Despite this, seven days later on 13 February at around midday, while the Ombudsman was in Guayaquil, the security guard in the residential complex where the Ombudsman lives in Quito with his family received a call saying that there was a bomb in the Ombudsman’s home.
The Ombudsman told a media outlet today that the threats were “essentially due to [the fact that] the Inter-American Commission on Human Rights (IACHR) report was published establishing that the Ecuadorian state is responsible for excessive use of force” in the context of the national strike in October.
On 14 January the IACHR presented its observations from its visit to Ecuador, in which it urged the authorities to promptly and comprehensively investigate all reports of violence and establish the appropriate penalties, both in terms of reports of excessive use of force by police officers and security forces and also of incidents of attacks and looting by a proportion of the population.
In an open letter published today, the Ombudsman stated that in addition to the personal attacks he has received the Ombudsman’s office has suffered a series of attacks in an attempt to affect the credibility of the institution, along with administrative obstacles attempting to undermine the effective realization of its work.
The response from the Ecuadorian government to the Commission’s report has been to reject any accusation of excessive use of force. On 20 January, President Lenín Moreno said in a message to the public that the protests were the result of “an organized terrorist attack” and he denied any use of lethal weapons by the police, and claimed that no member of the Armed Forces had fired “even one bullet”.
Furthermore, on 24 January, the Ministry of External Affairs and Human Mobility issued a statement rejecting the observations of the IACHR, saying that they are biased and lack objectivity. The Ministry described the human rights violations committed by the state throughout October as “isolated incidents…that are still under investigation”.
It is ironic that the human rights defenders and organizations that played a key role reporting human rights violations throughout the crisis are those who now find themselves at risk and without adequate protection. The case of the Ombudsman and Ombudsman’s Office is clear evidence of this situationErika Guevara-Rosas, Americas director at Amnesty International
Finally, Interior Minister María Paula Romo, General Commander of the Police Nelson Villegas, and Inspector General Patricio Carrillo stated that the police “never used lethal force”. The report was also rejected by other government officials.
On 11 October, through immediate verification of audiovisual evidence, Amnesty International confirmed five cases that illustrate the excessive use of force by security forces.
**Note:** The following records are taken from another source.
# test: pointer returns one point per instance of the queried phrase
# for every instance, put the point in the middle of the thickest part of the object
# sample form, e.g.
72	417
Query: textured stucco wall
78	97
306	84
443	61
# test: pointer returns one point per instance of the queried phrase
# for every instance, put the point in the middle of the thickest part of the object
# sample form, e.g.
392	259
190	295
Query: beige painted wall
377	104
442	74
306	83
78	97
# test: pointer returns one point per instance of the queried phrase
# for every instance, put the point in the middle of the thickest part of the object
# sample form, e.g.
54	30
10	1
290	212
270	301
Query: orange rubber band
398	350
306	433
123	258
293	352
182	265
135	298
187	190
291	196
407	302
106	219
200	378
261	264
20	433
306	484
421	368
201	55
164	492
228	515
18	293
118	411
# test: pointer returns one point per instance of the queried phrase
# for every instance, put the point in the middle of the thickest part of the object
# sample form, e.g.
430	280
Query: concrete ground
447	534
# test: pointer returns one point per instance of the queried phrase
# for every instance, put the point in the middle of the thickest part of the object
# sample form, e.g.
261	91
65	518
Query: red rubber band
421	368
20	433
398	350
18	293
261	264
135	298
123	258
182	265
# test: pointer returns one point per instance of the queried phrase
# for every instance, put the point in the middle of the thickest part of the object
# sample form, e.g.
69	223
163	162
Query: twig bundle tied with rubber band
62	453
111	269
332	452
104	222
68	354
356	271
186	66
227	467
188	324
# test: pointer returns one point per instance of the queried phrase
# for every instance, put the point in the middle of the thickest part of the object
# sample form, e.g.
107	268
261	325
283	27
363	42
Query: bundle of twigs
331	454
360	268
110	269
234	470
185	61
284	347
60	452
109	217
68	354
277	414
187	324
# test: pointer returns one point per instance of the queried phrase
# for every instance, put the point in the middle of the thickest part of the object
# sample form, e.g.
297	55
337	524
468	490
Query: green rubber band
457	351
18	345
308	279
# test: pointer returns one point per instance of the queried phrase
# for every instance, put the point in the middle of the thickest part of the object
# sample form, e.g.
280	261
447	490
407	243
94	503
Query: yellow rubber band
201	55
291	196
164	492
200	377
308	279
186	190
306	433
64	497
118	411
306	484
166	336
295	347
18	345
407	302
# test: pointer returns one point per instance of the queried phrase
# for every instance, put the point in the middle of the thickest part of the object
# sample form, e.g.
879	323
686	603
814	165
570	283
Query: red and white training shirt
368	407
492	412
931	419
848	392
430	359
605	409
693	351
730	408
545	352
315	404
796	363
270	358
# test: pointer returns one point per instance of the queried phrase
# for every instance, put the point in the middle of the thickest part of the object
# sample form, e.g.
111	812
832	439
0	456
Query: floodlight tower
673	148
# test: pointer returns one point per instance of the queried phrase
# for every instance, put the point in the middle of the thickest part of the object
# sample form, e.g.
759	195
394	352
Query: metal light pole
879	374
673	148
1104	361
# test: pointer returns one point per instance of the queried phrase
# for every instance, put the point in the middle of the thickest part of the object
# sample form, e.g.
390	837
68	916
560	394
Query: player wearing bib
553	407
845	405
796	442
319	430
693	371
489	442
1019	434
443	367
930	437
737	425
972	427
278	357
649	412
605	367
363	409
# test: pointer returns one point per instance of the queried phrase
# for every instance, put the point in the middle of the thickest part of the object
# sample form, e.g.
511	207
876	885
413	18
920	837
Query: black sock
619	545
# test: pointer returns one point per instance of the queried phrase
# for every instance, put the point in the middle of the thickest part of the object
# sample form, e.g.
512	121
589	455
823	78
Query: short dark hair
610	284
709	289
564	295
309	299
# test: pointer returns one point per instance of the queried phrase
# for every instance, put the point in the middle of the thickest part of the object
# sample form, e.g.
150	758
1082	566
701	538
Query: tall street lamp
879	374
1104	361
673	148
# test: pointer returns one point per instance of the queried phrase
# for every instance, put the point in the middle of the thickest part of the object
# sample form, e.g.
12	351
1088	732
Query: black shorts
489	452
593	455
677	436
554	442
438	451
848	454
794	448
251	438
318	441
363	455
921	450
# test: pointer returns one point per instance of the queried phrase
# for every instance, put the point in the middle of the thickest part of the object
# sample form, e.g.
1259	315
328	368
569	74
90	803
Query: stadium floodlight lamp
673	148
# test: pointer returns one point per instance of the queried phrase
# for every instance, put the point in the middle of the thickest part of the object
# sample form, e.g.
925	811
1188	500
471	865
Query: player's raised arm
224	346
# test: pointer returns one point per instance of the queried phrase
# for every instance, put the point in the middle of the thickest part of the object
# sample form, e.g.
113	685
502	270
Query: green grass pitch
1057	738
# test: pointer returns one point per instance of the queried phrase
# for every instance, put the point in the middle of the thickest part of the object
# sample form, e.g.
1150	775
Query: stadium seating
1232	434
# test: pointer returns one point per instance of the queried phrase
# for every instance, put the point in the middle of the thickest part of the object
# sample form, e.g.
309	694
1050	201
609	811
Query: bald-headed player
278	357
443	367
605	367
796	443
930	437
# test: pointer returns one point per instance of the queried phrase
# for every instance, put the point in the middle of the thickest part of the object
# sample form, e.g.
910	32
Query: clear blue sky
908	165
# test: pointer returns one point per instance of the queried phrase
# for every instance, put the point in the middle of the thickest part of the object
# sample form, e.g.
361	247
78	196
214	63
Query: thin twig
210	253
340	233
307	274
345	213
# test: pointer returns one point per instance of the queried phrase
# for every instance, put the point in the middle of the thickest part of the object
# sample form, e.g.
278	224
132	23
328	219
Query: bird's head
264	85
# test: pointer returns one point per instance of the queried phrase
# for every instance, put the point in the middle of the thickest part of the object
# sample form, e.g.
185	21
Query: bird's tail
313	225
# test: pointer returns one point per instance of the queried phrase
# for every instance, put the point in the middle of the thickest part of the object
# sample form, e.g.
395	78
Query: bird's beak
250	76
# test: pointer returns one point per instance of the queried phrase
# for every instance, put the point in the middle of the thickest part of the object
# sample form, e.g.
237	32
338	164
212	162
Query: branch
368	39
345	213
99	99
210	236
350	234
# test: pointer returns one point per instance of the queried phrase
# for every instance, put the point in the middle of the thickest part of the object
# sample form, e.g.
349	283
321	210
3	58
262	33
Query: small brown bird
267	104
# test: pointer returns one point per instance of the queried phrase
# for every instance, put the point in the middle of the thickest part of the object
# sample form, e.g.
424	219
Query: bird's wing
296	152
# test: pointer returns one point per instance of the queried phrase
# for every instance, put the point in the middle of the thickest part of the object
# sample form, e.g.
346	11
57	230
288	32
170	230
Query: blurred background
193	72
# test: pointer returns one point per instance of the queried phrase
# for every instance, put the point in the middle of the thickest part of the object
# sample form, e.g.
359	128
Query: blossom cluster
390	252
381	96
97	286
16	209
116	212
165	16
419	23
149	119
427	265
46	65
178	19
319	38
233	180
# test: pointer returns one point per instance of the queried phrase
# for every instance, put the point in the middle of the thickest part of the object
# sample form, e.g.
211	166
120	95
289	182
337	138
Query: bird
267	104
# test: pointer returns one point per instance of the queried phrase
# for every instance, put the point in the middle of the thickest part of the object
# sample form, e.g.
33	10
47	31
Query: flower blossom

In these cases, police officers knocked down, beat or threw tear gas at individuals, some of them journalists, in an unnecessary and disproportionate manner, injuring them and violating international human rights standards.
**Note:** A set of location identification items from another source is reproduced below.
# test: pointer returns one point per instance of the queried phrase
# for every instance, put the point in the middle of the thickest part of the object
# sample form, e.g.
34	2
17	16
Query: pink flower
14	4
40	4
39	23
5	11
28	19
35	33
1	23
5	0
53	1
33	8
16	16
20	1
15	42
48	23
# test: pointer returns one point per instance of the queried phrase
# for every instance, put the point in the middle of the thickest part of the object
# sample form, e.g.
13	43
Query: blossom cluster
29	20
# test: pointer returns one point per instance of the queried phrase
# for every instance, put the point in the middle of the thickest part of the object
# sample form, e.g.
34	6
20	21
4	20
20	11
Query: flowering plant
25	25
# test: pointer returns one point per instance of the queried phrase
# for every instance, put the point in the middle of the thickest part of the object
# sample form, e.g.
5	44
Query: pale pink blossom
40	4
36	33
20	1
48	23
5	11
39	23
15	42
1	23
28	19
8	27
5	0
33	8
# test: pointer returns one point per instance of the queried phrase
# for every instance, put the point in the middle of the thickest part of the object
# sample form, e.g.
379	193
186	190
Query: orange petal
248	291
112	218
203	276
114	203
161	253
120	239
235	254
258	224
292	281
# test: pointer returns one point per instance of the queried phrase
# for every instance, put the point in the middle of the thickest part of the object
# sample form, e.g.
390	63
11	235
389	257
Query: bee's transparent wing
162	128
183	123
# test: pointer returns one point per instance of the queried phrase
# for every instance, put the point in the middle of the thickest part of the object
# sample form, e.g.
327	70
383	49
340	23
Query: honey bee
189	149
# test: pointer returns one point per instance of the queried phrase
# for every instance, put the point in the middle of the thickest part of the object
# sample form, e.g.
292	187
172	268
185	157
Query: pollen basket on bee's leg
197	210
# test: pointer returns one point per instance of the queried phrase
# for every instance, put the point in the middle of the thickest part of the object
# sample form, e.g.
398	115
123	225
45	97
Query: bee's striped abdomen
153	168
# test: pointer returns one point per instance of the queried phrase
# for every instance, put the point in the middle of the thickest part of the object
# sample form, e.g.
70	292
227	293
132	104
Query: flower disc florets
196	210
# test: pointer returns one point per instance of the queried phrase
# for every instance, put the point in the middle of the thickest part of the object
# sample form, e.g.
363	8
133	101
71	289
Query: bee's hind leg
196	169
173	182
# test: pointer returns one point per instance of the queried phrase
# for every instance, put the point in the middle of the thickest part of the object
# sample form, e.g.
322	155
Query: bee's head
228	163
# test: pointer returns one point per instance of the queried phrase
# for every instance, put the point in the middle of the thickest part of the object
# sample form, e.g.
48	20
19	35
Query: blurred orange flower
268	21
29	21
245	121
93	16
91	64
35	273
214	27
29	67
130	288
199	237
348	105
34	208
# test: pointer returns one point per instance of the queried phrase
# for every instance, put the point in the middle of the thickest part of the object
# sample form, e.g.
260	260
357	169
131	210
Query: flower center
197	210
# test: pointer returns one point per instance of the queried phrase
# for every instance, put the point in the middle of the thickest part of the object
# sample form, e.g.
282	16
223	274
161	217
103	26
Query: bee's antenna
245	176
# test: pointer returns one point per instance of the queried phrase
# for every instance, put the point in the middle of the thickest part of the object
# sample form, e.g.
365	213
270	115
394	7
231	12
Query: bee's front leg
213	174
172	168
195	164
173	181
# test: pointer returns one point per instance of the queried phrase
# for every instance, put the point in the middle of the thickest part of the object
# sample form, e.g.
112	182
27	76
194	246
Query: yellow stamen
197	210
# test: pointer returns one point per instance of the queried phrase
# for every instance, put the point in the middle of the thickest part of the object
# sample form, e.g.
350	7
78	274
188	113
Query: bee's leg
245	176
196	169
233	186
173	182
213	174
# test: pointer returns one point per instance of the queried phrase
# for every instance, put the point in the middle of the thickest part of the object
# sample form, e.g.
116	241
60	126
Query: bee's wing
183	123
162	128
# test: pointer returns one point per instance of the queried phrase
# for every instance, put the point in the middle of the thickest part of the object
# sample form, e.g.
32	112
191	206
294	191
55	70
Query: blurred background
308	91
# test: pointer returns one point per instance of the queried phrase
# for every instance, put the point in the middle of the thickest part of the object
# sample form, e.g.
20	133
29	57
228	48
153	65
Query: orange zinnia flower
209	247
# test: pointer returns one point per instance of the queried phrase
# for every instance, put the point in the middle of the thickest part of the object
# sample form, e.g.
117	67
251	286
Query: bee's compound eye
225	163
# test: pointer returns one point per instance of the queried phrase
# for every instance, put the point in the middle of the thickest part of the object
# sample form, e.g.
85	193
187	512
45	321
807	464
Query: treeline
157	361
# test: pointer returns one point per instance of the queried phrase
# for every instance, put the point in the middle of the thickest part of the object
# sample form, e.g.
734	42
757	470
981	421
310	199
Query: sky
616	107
Amnesty International calls on the Ecuadorian government to provide the Ombudsman and his family with immediate protection in order to safeguard their lives and physical integrity. The authorities must immediately, impartially and independently investigate the threats received by the Ombudsman; bring those suspected of criminal responsibility to justice and guarantee that the Ombudsman’s office be free from threats and political pressure in order to continue its important and legitimate work in a free and safe environment.